History of the Conference

The Massachusetts Conference
The churches of the Massachusetts Conference represent the oldest and largest Protestant denomination in the Bay State. Most of our churches are of the Congregational tradition, and direct descendants of the churches founded by the Pilgrims of Plymouth and the Puritans of the Massachusetts Bay Colony. Forty of our churches were organized before 1699, and another 150 before 1799. Until 1833, the Congregational Church was the official, tax-supported church of the Commonwealth of Massachusetts.

The Conference itself finds its roots in the founding of the Massachusetts Missionary Society in 1799, when 38 Congregationalists banded together with plans to spread “the knowledge of the glorious Gospel of Christ among the poor Heathens.” The following year, the Society sent out its first missionaries to remote areas of Maine and New York where they set about planting new churches. The Society later merged with a clergy group, the General Association of Massachusetts, at which point its focus began to broaden into what it is for the Conference today: to bring churches together to support one another in ministry and mission, to start new churches and grow current congregations, and to work for positive changes in society.

The United Church of Christ
Our foundations in the United Church of Christ are in 16th, 17th and 18th century Europe where the Protestant Reformation changed the face of Christendom — and oppression, war and poverty sent men, women and children to different parts of this land. First came the Pilgrims and Puritans from England, who formed Congregational churches. They were soon followed by Swiss and southern German immigrants, who started the Reformed denomination. Later Prussian immigrants arrived and started the Evangelical churches. In the 19th century, frontier congregations joined to form a uniquely American denomination simply called Christian.

While each denomination was different in terms of ethnic origin and specifics of religious belief and practice, all were ecumenical at heart, resulting in the 1931 merger of the Congregational and Christian churches and the 1934 merger of the Evangelical and Reformed branches. The United Church of Christ was established in 1957, when these two denominations joined to form one new church... in response to Jesus' prayer for his followers: “that they may all be one” (Holy Bible, John 17:11).

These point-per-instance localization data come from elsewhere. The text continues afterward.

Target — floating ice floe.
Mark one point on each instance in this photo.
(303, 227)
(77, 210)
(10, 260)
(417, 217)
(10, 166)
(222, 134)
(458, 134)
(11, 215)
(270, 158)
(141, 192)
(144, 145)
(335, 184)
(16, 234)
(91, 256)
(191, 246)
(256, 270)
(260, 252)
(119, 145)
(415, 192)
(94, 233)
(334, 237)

The United Church of Christ clearly affirms the important gifts from its heritage. We are "Christian," for we are a part of the body of Jesus Christ, the crucified and risen Savior. We are "reformed" for we hold to the Reformation belief in the authority of and personal access to God. We are "evangelical" because we preach the good news of salvation through the life, death and resurrection of Jesus. And we are "congregational" for we affirm that all churches are to be in covenant with each other, yet local congregations are autonomous to follow Christ and order their own life and worship. This commitment to freedom within covenant forms the basic structure of the United Church of Christ.

While our history lies with those who came from England, Germany and the American frontier, our identity today is so much more.

Today, approximately two-thirds of our members have come to the UCC from other denominations, or from no denomination. Our ranks are swelling with former Roman Catholics and Generation Xers who are seeking a spiritual home for their children. And just as those from England and Germany banded together to form churches in the past, today's immigrants are finding fellowship within the United Church of Christ. They are receiving support from the established UCC churches in their endeavors to form new congregations, which in turn become a welcome addition to our family. The over 400 churches in the Massachusetts Conference of the United Church of Christ include congregations which are predominantly African-American, Hispanic, Korean and Laotian.

“That they may all be one” was important to our four original denominations... and is the hallmark of the United Church of Christ today. It reflects our spirit of unity and inclusiveness and points toward future efforts to heal the divisions in the body of Christ.